Na Itália, estima-se que ocorram mais de 250 casos de morte súbita infantil a cada ano. Sem um registro nacional que reúna esses episódios e sem uma tomada em carga uniforme das famílias em todo o território, a prevenção continua sendo o instrumento mais eficaz para reduzir essas perdas. É esse o cenário apresentado pela associação Semi per la Sids, que, em conjunto com a Società italiana di neonatologia, tem insistido na necessidade de informação correta sobre a higiene do sono do recém-nascido e de redes de apoio estruturadas para as famílias que enfrentam um luto repentino.

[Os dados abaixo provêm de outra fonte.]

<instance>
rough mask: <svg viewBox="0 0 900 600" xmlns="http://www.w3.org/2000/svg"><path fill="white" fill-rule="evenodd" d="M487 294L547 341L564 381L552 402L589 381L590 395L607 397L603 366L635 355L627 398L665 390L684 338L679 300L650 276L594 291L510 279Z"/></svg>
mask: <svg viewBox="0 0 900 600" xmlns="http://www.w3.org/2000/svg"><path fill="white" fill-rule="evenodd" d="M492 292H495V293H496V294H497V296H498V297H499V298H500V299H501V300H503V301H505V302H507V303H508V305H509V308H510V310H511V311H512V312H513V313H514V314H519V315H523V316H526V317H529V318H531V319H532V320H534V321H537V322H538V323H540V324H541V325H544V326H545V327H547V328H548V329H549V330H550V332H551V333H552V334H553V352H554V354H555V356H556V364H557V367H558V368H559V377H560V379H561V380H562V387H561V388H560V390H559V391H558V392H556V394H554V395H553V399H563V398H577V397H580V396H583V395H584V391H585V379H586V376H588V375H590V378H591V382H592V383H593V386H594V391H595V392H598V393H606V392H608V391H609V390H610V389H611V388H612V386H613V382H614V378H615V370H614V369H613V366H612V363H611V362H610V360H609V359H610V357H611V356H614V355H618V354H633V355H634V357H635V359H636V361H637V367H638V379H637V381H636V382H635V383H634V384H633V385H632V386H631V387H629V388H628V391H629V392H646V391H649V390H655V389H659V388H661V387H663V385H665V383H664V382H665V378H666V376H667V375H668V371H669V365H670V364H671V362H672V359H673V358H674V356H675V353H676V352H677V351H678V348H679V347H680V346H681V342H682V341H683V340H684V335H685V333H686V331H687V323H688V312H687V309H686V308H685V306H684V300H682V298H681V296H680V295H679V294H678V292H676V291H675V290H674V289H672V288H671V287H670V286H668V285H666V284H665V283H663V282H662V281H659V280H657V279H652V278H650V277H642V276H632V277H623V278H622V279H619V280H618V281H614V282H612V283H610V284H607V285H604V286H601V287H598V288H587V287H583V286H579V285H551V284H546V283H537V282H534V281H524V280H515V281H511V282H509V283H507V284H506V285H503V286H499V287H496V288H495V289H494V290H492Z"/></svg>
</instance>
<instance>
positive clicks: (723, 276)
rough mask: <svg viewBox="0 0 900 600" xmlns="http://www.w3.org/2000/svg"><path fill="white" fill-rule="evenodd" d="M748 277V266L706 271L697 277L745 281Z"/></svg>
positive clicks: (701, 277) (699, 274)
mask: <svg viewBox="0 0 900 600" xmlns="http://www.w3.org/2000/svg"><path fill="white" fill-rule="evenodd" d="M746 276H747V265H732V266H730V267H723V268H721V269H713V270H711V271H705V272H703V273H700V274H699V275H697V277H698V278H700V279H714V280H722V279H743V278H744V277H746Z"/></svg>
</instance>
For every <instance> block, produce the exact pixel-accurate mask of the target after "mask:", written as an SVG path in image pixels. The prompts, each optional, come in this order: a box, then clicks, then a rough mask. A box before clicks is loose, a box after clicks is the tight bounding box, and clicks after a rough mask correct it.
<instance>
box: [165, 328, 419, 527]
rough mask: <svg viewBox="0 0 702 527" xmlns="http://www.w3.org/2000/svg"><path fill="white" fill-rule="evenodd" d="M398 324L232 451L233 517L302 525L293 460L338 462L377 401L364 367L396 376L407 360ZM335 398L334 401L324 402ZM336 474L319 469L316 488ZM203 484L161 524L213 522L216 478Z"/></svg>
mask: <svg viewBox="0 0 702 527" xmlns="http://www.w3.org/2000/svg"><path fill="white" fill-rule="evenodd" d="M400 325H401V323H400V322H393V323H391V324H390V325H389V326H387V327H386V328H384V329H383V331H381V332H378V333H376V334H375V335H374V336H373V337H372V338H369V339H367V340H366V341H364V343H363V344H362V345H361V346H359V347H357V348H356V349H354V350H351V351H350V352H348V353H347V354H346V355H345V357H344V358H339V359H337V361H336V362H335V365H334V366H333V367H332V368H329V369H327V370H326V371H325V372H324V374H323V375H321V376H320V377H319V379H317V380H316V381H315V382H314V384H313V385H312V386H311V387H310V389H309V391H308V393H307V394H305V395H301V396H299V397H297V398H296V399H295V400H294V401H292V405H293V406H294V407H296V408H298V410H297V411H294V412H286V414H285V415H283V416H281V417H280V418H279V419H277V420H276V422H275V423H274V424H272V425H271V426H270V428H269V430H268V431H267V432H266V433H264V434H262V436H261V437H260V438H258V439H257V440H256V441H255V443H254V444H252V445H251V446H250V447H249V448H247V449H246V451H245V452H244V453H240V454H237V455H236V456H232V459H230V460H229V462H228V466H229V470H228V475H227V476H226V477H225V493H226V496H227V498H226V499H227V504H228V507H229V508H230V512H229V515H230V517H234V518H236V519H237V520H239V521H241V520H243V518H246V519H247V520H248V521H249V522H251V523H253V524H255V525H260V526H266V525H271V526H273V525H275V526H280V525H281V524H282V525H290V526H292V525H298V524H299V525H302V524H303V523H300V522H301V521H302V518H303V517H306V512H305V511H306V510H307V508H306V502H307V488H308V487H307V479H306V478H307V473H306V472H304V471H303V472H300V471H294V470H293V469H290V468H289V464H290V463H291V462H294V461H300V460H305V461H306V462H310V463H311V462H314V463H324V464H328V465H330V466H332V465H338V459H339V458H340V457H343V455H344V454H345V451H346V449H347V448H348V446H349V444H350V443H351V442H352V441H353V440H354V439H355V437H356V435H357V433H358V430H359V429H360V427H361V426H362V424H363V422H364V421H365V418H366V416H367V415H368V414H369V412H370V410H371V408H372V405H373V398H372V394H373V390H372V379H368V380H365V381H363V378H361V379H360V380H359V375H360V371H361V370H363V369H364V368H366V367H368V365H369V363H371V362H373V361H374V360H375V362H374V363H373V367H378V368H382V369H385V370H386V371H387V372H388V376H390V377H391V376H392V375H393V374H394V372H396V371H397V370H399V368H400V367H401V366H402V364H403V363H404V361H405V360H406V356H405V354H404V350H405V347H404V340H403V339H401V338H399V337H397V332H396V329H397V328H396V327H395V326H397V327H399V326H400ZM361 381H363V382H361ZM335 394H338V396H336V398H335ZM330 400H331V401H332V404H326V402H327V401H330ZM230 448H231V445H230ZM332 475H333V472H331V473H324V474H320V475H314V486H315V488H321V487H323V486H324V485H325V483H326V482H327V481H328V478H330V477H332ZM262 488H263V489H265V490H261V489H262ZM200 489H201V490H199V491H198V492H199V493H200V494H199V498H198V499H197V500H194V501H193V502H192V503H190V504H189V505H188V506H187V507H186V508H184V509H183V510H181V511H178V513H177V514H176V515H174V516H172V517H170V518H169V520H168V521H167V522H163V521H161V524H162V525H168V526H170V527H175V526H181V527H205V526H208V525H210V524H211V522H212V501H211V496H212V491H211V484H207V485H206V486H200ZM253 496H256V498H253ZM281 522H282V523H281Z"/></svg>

A associação foi ouvida na Comissão de Assuntos Sociais da Câmara dos Deputados no âmbito do exame das propostas de lei que visam introduzir a obrigatoriedade do diagnóstico por autópsia nos casos de morte infantil súbita. Segundo Allegra Bonomi, presidente de Semi per la Sids, “esperamos que as propostas de lei deem continuidade normativa ao que já está previsto sobre o tema da morte em berço e possam introduzir a obrigação de diagnóstico autóptico padronizado em todas as regiões, garantindo um apoio estruturado aos pais atingidos”.
Enquanto a lei não se uniformiza, o trabalho prático da associação dá frutos. Graças ao projeto “Sopravvivere si può”, 818 pais em luto tiveram acesso gratuito a percursos de acompanhamento e suporte psicológico, um porto seguro em meio à tempestade emocional que acompanha uma perda inesperada. São gestos de cuidado que não apenas acolhem o sofrimento, mas também ajudam a semear práticas preventivas que, como raízes bem plantadas, podem proteger outras famílias.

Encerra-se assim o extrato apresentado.